The oldest of the Upanishads are in prose and date from approximately the 7th century B.C. They include the Brihadaranyaka, Chandogya, Taittiriya, Aitareya, Kaushitaki, and Kena. The Kena also contains a less ancient section, written in verse. After these come later Upanishads, written in verse, circa 6th century B.C.: the Katha, Isha, and Mundaka. These were followed by more Upanishads in prose: the Prashna, Shvetasvatara, Mandukya, and Maitri.
The overriding theme of the Upanishads is the effort to become one with the supreme being, Brahman, here on earth. The only way to achieve this liberation is by giving up one's own identity and recognizing the divinity of the inner self, the Atman. This is the ultimate goal of life and leads to eternal bliss. In addition, the Upanishads also discuss the creation of the universe and the nature of karma and reincarnation. They describe the nature of Brahman and how he is everywhere and in all things in the universe; they explain that it is possible to transcend both the intellect and the senses; they teach self-control, sacrifice, and the importance of meditating and chanting the word Om; answer questions about how life becomes connected to the human form; and discuss the three stages of waking, dreaming, and dreamless sleep, followed by the fourth stage of pure consciousness.
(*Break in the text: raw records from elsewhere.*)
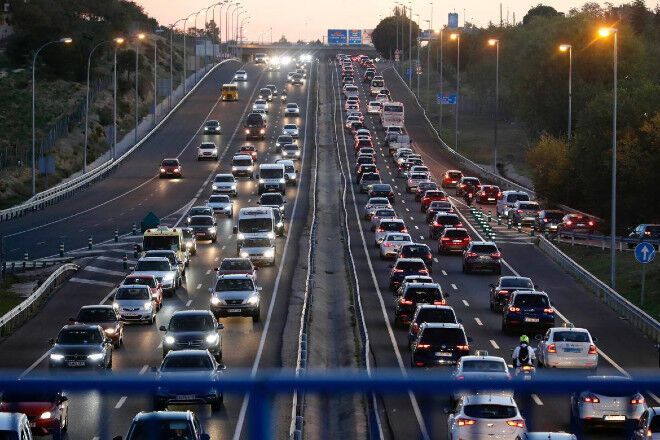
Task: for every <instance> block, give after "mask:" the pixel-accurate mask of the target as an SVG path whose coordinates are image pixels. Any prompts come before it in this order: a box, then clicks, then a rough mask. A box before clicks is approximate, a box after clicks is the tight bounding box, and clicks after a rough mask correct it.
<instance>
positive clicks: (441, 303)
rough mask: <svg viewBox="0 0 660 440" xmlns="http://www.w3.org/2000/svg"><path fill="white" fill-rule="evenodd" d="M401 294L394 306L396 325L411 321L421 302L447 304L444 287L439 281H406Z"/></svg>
mask: <svg viewBox="0 0 660 440" xmlns="http://www.w3.org/2000/svg"><path fill="white" fill-rule="evenodd" d="M401 294H402V295H401V297H400V298H399V300H398V301H397V302H396V306H395V308H394V325H395V326H396V327H400V326H402V325H404V324H406V323H409V322H410V320H411V319H412V317H413V315H414V313H415V310H417V305H419V304H433V305H438V306H443V305H445V298H444V297H443V296H442V289H441V288H440V285H439V284H437V283H434V284H429V283H406V286H405V288H404V289H403V291H402V292H401Z"/></svg>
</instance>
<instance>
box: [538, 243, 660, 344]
mask: <svg viewBox="0 0 660 440" xmlns="http://www.w3.org/2000/svg"><path fill="white" fill-rule="evenodd" d="M538 244H539V248H540V249H541V250H542V251H543V252H545V253H546V254H547V255H548V256H549V257H550V258H552V259H553V260H554V261H555V262H556V263H557V264H559V265H560V266H561V267H562V268H564V269H565V270H566V271H568V272H570V273H571V274H572V275H573V276H575V277H576V278H577V279H578V281H580V283H582V284H583V285H585V286H586V287H587V288H588V289H589V290H591V291H592V292H594V293H595V294H596V296H598V297H599V298H600V299H602V300H603V301H604V302H605V303H606V304H607V305H608V306H610V307H611V308H612V309H613V310H614V311H615V312H616V313H618V314H619V315H621V316H623V317H624V318H626V319H627V320H628V321H629V322H630V323H631V324H632V325H633V326H634V327H635V328H637V329H638V330H640V331H641V332H642V333H644V334H646V335H647V336H648V337H650V338H651V339H652V340H653V341H654V342H655V343H659V342H660V322H658V321H656V320H655V319H653V318H652V317H651V316H650V315H648V314H647V313H646V312H644V311H643V310H642V309H640V308H639V307H637V306H636V305H634V304H633V303H631V302H630V301H628V300H627V299H626V298H624V297H623V296H621V295H619V294H618V293H617V292H616V291H615V290H613V289H612V288H611V287H609V286H608V285H607V284H605V283H603V282H602V281H601V280H599V279H598V278H596V277H595V276H594V275H592V274H591V273H590V272H589V271H587V270H586V269H585V268H583V267H582V266H580V265H579V264H578V263H576V262H575V261H574V260H573V259H571V258H570V257H569V256H568V255H566V254H565V253H563V252H562V251H561V250H560V249H559V248H557V246H555V245H554V244H552V243H551V242H550V241H549V240H547V239H546V238H545V237H543V236H540V237H539V241H538Z"/></svg>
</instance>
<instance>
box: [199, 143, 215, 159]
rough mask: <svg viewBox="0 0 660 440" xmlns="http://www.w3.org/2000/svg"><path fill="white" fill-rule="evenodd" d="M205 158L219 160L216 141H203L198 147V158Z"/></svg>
mask: <svg viewBox="0 0 660 440" xmlns="http://www.w3.org/2000/svg"><path fill="white" fill-rule="evenodd" d="M204 159H212V160H218V147H217V146H216V145H215V143H214V142H208V141H207V142H202V143H201V144H200V145H199V147H197V160H204Z"/></svg>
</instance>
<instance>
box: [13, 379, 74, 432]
mask: <svg viewBox="0 0 660 440" xmlns="http://www.w3.org/2000/svg"><path fill="white" fill-rule="evenodd" d="M68 402H69V399H68V398H67V397H66V396H65V395H64V393H62V392H47V391H39V390H35V391H27V390H25V391H10V392H3V393H2V398H1V400H0V412H10V413H22V414H25V415H26V416H27V418H28V420H29V421H30V428H32V432H33V433H34V434H36V435H52V436H53V439H60V438H62V434H63V431H64V430H65V429H66V427H67V426H68V425H69V403H68ZM7 438H9V437H7ZM16 438H17V439H18V437H16ZM22 438H24V437H23V436H21V439H22Z"/></svg>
The chief areas of critical interest in Upanishad studies are their history, philosophy, and influence. Many volumes of commentary have been published discussing the finer points of the philosophy. Paul Deussen provides an overview of the Upanishads. In his discussion of their history and significance, Deussen makes analogies to Christianity, stating that the Upanishads “are for the Veda what the New Testament is for the Bible.” He notes that both the Upanishads and the Bible stress a release from this existence—the Bible because “it is the realm of sin,” and the Veda because “it is the realm of ignorance.” Moti Lal Pandit looks into the etymology of the word Upanishad and notes the sense of urgency and competition present in the dialogues. Joel Brereton explains that the Upanishads played not only “a critical role in the history of Indic religion,” but also “still remain a major source of inspiration and authority within Hinduism.” David Frawley analyzes language and meaning and explains that the worldview present in the Upanishads is very different from that of modern times. Andrew O. Fort discusses the concept of achieving liberation on earth, as opposed to freedom after death. Rohit Mehta explains how the Upanishads are of value in modern society, indeed, that their message of wisdom is timeless. Shalini Sikka examines the influence of the Upanishads on W. B. Yeats's symbolism, while M. E. Grenander and K. S. Narayana Rao, in an essay on T. S. Eliot's The Waste Land, analyze a portion of the poem that is imbued with Hindu and Upanishadic thought.